Another issue with the Taupo weekend was the gearbox synchros were virtually shot. This was the gearbox replaced after the first round at Manfeild when the factory box broke and the decision was made to purchase an rb25det box. It turns out after a lot of research and getting to know the difference between the rb20 and 20 boxes, both have pros and cons. The rb20 is lighter and is a far smother, faster and slick changing gearbox but not as strong as the rb25, however given I was putting down 413hp at the rear wheels and running race slicks it still lasted the equivalent of a full season of racing and was the original factory box with 204,000 k’s then put straight into a race car with no work done to it, I was very impressed with it.
On to the rb25 box and one thing is for sure, it will take a lot of power as the gears and shafts are much bigger. However on the bad side of the design, the synchros are far too small as a result they are trying to slow down a large gear and do not like changing quickly, great for a race car right! even with low down changes they have only lasted three rounds with each round getting worse making Taupo very difficult and slowing my lap times by 1.5-2 seconds on average over the rb 20 box. the other problems with the rb25 box is they run very very hot and the oil would go jet black after just one round requiring more frequent oil changes, were as the rb20 was perfectlly clean after two rounds. The only way to help improve the situation is to fit an oil cooler.

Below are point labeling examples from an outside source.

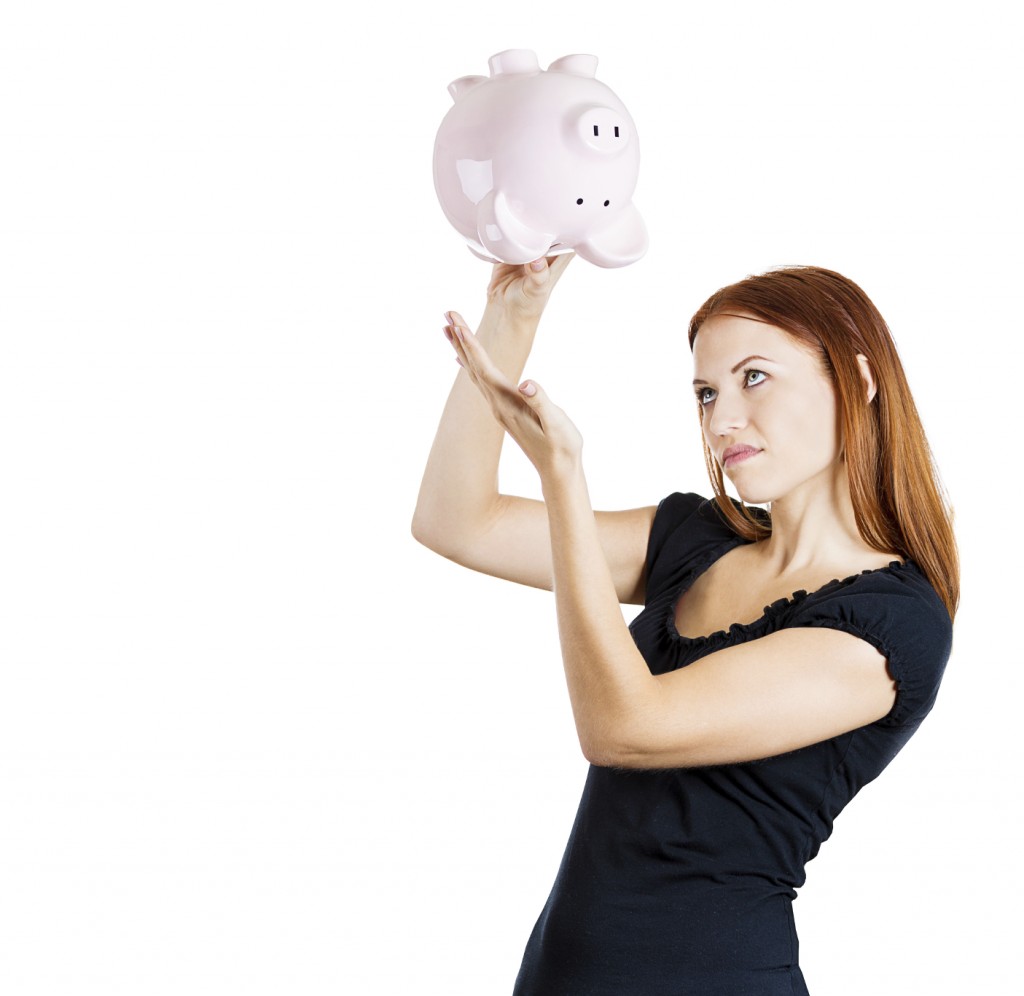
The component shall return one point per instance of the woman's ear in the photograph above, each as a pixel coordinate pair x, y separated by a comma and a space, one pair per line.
867, 377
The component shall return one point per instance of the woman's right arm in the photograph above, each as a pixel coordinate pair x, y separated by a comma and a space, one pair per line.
460, 512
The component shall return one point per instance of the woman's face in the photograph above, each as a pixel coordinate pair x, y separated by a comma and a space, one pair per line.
769, 408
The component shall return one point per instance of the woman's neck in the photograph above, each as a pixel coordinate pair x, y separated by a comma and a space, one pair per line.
815, 527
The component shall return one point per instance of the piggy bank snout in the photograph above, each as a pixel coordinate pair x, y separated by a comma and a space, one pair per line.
602, 130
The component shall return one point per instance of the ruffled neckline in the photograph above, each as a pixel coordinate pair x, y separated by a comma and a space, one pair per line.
771, 611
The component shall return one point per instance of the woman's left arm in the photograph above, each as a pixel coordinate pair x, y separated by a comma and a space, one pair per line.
783, 691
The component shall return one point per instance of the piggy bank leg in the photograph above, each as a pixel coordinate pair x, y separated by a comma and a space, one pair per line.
475, 250
503, 234
624, 242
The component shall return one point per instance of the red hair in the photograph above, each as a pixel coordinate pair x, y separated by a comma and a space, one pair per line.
898, 500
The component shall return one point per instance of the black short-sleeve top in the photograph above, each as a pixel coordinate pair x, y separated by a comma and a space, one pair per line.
689, 873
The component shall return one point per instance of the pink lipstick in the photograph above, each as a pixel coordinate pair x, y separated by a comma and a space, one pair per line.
736, 455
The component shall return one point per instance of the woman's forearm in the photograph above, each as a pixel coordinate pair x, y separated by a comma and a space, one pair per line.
609, 684
459, 491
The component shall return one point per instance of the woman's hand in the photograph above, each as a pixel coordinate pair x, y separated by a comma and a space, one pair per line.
523, 290
543, 431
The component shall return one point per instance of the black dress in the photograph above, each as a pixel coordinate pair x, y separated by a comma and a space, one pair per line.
680, 881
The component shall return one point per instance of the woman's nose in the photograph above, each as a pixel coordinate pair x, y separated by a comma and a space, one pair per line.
727, 416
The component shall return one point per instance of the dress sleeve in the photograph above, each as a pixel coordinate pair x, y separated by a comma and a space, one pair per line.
897, 611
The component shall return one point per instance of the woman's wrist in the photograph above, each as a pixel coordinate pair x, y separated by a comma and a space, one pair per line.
510, 318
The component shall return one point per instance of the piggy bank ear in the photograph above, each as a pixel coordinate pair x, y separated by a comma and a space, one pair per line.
504, 235
622, 243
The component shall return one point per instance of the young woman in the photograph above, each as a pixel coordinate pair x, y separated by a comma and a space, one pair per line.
782, 657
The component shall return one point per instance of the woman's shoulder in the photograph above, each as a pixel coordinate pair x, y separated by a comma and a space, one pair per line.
896, 609
684, 523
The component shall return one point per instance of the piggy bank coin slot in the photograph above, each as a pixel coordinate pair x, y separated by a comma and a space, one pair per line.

Making the decision of which way to go is a difficult one. If I want more hp latter I should stay with the 25 box and accept slow changes and frequent oil changes and synchro rebuilds once a year. Or I get another 20 box and refresh the internals, perhaps shot pein the gears, up the hp by just a little say 50-60hp and take a punt, given I also would like to go to a bigger tyre giving more grip and loading the gearbox even more. Then there is the option of changing to a completely different box altogether and top of the list for bang per buck would be a Tremec T56-magnum, a 6sp close ratio box capable of 700lbf of torque. I guess a no brain-er really as they are surprisingly affordable and I certainly won’t have a problem with gearboxes anymore. Hmmmm! Will have to do some research I think.